Foreword by H.R.H. the Duke of Edinburgh
originally written for Max's book "The New Envirionmental Age" , 1986 and reproduced here with permission
Max Nicholson was one of the environmental revolutionaries of the early
post war years. His appropriately named book "The Environmental Revolution"
had a significant impact, and I am sure that it influenced many people in
their thinking about the very grave threats to the natural environment.
I believe that this new book [The New Environmental Age] will be equally valuable. It is quite true that
there is a much greater popular understanding of the dangers we are
creating for ourselves by ignoring the well-being of the whole natural
system. Mankind cannot exist in isolation from the rest of the living world. It
is his life-support system and he damages it at his dire peril. Those of us alive
at the present time may feel that there is no serious urgency because what
we see of the natural world looks more or less alright. I feel that it is wholly
immoral to disregard our obligations to future generations.

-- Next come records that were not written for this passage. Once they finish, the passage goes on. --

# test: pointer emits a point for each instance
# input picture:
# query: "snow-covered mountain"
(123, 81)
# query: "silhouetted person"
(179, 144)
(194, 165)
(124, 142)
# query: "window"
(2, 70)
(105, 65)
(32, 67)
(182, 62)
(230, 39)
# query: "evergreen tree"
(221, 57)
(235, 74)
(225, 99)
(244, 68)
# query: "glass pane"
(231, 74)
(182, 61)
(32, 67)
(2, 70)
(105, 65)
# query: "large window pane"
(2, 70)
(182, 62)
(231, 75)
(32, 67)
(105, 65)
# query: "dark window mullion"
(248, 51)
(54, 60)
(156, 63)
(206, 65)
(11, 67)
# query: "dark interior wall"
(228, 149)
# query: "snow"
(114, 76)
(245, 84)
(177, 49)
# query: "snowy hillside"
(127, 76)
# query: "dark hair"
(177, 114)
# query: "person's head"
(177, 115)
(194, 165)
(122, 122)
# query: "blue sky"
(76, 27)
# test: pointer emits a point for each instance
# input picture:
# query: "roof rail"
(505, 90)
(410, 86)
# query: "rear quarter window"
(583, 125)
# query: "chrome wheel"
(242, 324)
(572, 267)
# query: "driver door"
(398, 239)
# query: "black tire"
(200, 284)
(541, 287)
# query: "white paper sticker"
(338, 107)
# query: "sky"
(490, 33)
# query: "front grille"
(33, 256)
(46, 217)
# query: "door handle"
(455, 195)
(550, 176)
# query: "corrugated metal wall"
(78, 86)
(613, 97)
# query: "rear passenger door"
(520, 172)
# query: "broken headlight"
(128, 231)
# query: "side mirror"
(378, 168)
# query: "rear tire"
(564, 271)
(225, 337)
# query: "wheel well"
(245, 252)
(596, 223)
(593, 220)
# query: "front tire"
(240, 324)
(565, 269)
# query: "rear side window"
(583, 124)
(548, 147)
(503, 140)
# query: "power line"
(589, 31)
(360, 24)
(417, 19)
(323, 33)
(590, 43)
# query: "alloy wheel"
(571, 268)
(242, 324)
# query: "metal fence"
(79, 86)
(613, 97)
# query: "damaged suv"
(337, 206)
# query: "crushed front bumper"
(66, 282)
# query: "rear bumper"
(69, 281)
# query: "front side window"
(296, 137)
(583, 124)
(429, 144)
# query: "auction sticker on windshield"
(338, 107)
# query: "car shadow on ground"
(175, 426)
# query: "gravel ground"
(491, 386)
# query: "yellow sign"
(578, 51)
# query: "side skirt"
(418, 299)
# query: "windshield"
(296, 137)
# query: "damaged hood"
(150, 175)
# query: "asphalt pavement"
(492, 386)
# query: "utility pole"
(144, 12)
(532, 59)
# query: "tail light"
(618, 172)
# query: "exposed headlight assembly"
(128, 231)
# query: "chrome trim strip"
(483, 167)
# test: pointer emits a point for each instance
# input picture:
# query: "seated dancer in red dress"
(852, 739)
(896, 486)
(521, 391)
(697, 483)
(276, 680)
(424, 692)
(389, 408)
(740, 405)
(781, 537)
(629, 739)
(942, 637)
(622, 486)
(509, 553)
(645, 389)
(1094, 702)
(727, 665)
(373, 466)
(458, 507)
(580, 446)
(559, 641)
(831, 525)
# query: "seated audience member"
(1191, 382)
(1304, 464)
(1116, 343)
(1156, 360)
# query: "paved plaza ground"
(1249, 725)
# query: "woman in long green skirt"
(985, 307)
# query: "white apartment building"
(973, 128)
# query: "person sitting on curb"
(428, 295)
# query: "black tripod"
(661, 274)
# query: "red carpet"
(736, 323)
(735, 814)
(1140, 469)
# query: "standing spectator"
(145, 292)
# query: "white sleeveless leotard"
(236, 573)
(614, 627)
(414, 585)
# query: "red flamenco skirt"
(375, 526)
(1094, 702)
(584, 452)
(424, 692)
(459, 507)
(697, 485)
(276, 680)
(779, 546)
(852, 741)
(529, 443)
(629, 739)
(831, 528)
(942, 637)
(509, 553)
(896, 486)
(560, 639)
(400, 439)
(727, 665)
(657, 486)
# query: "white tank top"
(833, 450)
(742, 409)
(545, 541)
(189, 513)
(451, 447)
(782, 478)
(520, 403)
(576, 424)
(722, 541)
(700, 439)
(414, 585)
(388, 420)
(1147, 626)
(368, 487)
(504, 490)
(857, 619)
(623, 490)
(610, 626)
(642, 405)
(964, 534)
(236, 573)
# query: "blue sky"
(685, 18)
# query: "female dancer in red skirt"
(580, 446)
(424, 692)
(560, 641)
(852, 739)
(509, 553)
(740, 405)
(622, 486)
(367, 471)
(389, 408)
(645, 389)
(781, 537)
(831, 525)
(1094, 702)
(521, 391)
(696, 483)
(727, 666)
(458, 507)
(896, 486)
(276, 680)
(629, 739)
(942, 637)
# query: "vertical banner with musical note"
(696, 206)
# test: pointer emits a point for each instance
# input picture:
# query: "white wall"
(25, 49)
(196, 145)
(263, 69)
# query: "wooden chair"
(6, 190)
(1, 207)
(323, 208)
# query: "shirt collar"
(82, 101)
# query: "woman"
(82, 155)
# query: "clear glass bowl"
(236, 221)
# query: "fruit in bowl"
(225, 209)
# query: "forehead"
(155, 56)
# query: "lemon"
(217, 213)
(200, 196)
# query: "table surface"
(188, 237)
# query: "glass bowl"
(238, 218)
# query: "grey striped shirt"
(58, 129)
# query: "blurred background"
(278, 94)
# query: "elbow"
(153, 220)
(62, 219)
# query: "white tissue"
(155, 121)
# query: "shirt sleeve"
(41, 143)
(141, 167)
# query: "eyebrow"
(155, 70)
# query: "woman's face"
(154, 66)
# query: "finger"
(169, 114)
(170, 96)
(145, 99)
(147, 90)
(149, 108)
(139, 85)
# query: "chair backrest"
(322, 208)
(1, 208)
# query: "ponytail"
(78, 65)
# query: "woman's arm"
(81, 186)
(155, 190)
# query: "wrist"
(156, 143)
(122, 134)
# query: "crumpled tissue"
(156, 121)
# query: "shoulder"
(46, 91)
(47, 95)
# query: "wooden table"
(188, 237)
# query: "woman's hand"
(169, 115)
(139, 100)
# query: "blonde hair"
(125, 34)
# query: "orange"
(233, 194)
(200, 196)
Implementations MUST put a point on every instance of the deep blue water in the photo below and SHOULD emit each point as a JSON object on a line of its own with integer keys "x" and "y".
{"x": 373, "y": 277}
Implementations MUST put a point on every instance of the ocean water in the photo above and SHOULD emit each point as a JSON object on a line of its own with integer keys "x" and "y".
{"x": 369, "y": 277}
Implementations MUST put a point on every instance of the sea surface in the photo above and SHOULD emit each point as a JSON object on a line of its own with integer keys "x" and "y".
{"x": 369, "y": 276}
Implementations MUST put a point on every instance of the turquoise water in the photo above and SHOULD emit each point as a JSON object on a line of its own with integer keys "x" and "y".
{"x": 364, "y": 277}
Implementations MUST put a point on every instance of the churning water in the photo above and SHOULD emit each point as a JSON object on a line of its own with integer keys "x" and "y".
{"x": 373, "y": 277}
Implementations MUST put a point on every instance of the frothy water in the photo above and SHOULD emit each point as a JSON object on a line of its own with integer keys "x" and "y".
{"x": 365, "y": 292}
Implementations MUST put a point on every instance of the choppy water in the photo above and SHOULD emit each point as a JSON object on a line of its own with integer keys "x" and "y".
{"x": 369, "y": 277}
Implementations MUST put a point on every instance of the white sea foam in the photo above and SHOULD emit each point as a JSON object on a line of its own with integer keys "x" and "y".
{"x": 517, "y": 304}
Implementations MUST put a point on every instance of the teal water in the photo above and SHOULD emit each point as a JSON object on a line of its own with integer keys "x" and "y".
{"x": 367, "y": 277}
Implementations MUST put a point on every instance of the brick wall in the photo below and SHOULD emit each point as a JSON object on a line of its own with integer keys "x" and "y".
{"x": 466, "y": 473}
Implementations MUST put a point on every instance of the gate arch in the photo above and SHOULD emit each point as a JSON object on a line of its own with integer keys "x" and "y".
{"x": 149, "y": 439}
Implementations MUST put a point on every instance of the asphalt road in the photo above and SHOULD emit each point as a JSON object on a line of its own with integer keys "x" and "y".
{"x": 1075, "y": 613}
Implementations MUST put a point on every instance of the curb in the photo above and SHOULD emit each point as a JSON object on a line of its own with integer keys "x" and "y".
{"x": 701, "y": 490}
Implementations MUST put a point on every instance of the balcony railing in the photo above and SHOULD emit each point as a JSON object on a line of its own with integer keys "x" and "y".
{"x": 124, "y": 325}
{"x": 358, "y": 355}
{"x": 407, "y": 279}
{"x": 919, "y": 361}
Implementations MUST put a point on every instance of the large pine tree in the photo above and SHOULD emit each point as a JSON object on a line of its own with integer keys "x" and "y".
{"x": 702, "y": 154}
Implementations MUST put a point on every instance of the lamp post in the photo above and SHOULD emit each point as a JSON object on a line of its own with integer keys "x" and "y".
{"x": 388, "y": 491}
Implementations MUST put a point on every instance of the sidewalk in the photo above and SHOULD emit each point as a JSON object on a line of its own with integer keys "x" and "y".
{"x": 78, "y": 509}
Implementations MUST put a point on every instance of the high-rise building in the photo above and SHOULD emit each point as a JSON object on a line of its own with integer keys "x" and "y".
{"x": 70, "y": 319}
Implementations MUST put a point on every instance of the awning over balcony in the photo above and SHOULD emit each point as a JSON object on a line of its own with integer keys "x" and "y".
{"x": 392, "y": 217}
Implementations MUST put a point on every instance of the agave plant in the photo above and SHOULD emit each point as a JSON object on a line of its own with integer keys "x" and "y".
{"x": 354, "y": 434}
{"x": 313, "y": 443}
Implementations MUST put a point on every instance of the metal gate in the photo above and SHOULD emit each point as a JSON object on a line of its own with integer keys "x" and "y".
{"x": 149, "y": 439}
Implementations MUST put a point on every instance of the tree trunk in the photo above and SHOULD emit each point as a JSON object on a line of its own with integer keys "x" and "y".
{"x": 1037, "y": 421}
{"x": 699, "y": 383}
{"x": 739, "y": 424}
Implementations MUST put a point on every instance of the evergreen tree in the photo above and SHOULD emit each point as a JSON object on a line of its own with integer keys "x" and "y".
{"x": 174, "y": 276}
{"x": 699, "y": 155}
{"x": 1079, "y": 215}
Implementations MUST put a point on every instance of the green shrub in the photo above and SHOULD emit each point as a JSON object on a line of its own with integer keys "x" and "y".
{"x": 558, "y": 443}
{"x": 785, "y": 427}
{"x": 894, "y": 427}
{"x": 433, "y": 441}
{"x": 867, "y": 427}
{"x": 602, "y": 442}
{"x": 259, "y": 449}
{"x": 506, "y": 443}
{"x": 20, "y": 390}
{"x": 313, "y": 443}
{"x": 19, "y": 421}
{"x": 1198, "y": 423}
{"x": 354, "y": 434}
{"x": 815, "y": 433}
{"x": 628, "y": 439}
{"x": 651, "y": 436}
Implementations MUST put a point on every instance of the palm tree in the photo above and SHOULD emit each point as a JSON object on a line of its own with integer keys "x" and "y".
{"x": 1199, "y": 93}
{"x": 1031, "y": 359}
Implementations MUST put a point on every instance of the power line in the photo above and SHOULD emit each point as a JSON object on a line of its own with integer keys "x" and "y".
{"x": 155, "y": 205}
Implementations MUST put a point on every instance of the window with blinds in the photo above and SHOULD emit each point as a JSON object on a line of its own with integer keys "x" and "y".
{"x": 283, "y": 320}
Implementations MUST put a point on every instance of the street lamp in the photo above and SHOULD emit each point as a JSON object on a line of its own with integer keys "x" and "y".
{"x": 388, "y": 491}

Carl Jung, writing in Psychology and Religion said:
Western man has no need of more superiority over nature.
Whether outside or inside. He has both in almost devilish
perfection. What he lacks is conscious recognition of his inferiority
to the nature around and within him. He must learn that he may
not do exactly as he wills. If he does not learn this, his own nature
will destroy him.
It is one thing to be conscious of the damage we are doing: it is quite
another matter to come to understand how to repair the damage already
done and how to limit further damage in the future. I believe that the value of
this book is that it explains what needs to be done if future generations are to
have any natural environment to inherit or, indeed, whether they will have
any hope of survival.
However, I must add that Max Nicholson has always held strong views
and opinions and these have not invariably been accepted without question.
This in no way detracts from the value of this book, which I hope will
stimulate the reader to think about these issues and to come to his own conclusions.